Minutes of the Bioinformatics Standards Committee Working Group
Oct. 19, 2004, 5:30 PM

Vicky Markstein (temp chair)
Betty Cheng (recorder)
Helen Berman
Richard Murai (sp)
Hanchuan Peng
Rama Balachrisnan
Bob Davis (chair microprocessor Standards Committee)
Dan Zuros (Advisor, IEEE)
Peter Markstein
Major Points from Discussion:
Roadmap of biomedical data is needed
Several standards communities exist – unknown if one is “ready-to-go”
Many databases need interoperability or data exchange – a common format is needed (a major point of agreement)
Annotation is problematic (an area for standards development)
Change management or version control for smooth database updates is needed
Need to address fundamental issues for image data – everything from formats to automated search tools (developmental work)
Standards validation is needed (for applications that claim to adhere for standards)
Next meeting:
Tues, Nov. 23rd at 5:30 PM
Items for agenda – regular schedule for meetings
Betty Cheng will take care of mailing list until we get a permanent person.

Details of Discussion:

Phil Bourne is the proposed chair but not yet a member of the IEEE Standards Association. Vicky to serve as interim chair.

1. Add Bioinformatics to the P1953 PAR name.
2. URL (server) provided by the IEEE
    a. Betty Cheng to received messages until a webmaster is found (ownership transferred 11/14/04)
    b. Find a webmaster
3. resend attachments from previous emails. They all came out in bin hex format.

The topic of this meeting is the definition of the working group’s goal which will define the initial project for the Bioinformatics Standards Committee (BSC).

The working group shall define (for itself) a one year project.

Phase I of the project shall be the definition of bioinformatics data structures for the standards group.

Phase II shall be to identify and contact representatives from groups which have developed or are in the process of developing appropriate standards for the field.

Phase III, the working group will chose 1 or 2 areas for initial focus, where the Bioinformatics Standards Committee should develop into the first IEEE bioinformatics standard.

(This should be the extent of the working group’s mission. It is the job of the Bioinformatics Standards Committee (BSC) to produce the first standard. Clarification added 11/16/04)

The BSC will need a successful project in order to win community trust.

A) Is the Protein Databank (PDB) a potential ready-to-go standard?
Not a great example and yet one of the most integrated in terms of both community and integration of data.
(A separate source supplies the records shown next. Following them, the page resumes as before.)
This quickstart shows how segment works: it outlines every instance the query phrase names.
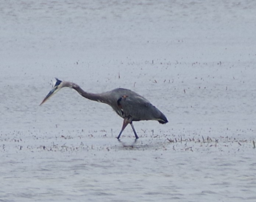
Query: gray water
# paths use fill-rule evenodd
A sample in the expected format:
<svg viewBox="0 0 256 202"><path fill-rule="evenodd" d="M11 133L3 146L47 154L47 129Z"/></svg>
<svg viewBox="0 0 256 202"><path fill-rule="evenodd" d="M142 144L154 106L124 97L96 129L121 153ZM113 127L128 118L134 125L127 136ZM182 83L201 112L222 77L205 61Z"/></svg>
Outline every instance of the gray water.
<svg viewBox="0 0 256 202"><path fill-rule="evenodd" d="M0 4L0 201L254 201L253 1ZM169 122L62 89L122 87Z"/></svg>

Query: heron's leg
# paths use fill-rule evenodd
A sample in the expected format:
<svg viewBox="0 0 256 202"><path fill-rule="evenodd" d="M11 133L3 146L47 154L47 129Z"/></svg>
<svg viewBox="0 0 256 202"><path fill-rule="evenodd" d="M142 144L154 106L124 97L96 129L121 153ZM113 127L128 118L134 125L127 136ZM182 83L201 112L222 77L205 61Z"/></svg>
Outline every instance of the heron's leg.
<svg viewBox="0 0 256 202"><path fill-rule="evenodd" d="M135 130L135 128L134 128L134 126L133 124L132 124L132 122L131 122L131 123L130 123L130 124L131 124L131 125L132 126L132 130L134 131L134 133L135 137L136 138L136 139L138 139L139 136L137 135L137 133L136 132L136 131Z"/></svg>
<svg viewBox="0 0 256 202"><path fill-rule="evenodd" d="M124 131L124 129L129 123L129 122L128 119L127 118L125 118L124 120L124 122L123 122L123 125L122 127L122 129L121 129L121 131L120 131L120 132L119 133L119 135L118 135L118 137L117 137L117 139L118 140L119 139L120 136L121 136L121 134L122 134L122 133Z"/></svg>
Multiple sites for the PDB – worldwide distribution – all open software – totally transportable

B) Open Biological Ontology (OBO): a community established to develop ontologies for biosciences. GO, the Gene Ontology is a successful example and might be a good candidate. Examples of databases that contribute/cooperated include yeast, drosophilia, workbase

C) Create a universal data exchange – PDB a possibility?
GO not as mature
Get closer to the raw data – choose archives vs. databases, i.e. PDB & Genbank

D) The projects mentioned above are too advanced and too detailed.
Establish broad categories first

First establish “framework” to hang other standards. Example – need to define GO within the framework to let others build on GO

But mapping to other databases exists, i.e. sequence ontology

What about format? We need an exchangible format.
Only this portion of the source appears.